Not until Andrea became ill did her relatives fully realize that mental illness ran in the family. They began to confide in one another, says Jutta. Andrea's brother Andrew and sister Michelle are being treated for depression. Her other brother Brian found out he is bipolar. The more they talked, the more they all suspected that their father had been battling depression. Andrea, as far as anyone knew, had never been treated for her pre-Rusty bout of depression.
The day before she was to meet her new psychiatrist, Andrea disappeared. Rusty tracked her to the bathroom, where she stared at the mirror, pressing a kitchen knife against her throat, deliberating. "Give me the knife," Rusty demanded. She told him to get out. "Let me do it," she said. He moved toward her, grabbing her arm and prying the knife away. Upon hearing the details from Rusty, psychiatrist Eileen Starbranch wanted Andrea hospitalized again. This time she would be sent to Memorial Spring Shadows Glen, a private center in northwest Houston.
After 10 days, Andrea was nearly catatonic. Electroshock therapy was considered. But Starbranch decided to try an "emergency injection" formulated from a cocktail of drugs, including the antipsychotic Haldol, which she used only in dire cases. The effects were immediate, recalls Rusty. His wife exhaled like a wounded animal and moved erratically around the room before she slept.

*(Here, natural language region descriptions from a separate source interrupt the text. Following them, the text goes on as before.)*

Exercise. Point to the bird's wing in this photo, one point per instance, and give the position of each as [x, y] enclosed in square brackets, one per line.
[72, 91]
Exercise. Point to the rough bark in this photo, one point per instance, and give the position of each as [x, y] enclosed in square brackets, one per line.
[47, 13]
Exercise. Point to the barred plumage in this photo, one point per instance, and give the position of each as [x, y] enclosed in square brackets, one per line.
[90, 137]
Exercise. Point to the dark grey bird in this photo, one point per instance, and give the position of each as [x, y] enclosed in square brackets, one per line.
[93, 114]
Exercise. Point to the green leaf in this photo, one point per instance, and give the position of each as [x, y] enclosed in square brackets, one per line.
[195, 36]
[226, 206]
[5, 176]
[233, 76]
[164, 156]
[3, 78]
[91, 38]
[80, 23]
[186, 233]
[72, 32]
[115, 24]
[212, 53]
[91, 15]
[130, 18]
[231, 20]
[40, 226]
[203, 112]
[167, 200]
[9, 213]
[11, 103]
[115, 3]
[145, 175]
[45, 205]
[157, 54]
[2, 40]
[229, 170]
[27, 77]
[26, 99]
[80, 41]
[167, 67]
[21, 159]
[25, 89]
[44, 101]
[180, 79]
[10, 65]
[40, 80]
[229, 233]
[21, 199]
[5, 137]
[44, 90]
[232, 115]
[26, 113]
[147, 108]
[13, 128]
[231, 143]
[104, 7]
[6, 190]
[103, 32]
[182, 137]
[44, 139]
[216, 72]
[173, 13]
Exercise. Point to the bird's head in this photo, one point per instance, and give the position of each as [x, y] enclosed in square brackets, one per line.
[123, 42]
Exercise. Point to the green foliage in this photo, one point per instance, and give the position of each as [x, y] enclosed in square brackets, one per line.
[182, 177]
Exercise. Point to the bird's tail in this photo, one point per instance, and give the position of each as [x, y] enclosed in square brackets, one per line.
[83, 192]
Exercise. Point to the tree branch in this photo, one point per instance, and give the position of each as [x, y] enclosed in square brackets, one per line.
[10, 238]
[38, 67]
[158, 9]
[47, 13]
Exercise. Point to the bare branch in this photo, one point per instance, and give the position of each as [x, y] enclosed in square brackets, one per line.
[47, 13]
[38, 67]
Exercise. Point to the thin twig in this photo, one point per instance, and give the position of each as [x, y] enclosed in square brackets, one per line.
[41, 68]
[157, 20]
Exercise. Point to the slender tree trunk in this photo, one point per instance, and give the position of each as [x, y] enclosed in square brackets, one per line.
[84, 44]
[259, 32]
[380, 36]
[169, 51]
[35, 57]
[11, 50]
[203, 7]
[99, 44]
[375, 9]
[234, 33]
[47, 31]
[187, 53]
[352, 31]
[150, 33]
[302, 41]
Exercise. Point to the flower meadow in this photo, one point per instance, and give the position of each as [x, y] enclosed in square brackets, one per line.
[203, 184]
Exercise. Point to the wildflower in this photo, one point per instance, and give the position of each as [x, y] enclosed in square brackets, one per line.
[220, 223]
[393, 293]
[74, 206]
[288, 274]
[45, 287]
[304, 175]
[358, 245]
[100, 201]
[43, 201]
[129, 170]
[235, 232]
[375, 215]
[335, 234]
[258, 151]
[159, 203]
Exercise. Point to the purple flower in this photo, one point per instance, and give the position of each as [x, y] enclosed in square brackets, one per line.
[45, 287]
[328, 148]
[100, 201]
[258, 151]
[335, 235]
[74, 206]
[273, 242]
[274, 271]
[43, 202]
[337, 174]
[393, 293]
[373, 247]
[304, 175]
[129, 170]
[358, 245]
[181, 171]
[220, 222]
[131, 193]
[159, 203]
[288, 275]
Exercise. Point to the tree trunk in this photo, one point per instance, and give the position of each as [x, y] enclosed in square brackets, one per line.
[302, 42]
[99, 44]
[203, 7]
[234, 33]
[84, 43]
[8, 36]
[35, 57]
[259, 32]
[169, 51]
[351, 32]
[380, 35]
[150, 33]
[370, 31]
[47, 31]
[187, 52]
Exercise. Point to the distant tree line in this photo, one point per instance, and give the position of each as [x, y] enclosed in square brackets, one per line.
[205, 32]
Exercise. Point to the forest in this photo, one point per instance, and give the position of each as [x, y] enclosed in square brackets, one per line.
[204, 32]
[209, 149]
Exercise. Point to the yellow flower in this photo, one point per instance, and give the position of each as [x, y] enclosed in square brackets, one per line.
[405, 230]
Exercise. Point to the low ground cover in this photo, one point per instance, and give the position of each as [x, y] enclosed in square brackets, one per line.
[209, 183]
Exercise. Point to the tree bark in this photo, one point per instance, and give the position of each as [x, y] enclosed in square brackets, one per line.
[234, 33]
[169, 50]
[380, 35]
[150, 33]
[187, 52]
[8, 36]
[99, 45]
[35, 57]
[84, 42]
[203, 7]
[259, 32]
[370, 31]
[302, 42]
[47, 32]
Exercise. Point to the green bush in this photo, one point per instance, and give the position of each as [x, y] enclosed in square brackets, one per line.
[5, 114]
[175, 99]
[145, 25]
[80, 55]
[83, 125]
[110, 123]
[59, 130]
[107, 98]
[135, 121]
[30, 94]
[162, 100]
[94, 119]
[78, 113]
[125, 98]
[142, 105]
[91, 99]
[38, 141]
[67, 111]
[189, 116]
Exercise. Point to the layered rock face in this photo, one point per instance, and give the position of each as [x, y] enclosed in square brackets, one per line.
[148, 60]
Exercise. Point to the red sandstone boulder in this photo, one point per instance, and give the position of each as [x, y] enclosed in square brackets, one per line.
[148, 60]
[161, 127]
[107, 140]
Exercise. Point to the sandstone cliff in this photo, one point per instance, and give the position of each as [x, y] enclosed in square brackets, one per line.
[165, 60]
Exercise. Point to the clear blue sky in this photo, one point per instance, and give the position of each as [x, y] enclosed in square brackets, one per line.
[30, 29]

When she awoke, Rusty saw renewed longing in her eyes as she looked at the swimming pool outside, back at him and then at the pool again. He saw the woman she could be. The conversation they had that night, he thought, was one of their best. Andrea was unguarded. Later she told him that the Haldol injection was a "truth serum"--and that she hated how it caused her to lose control of herself.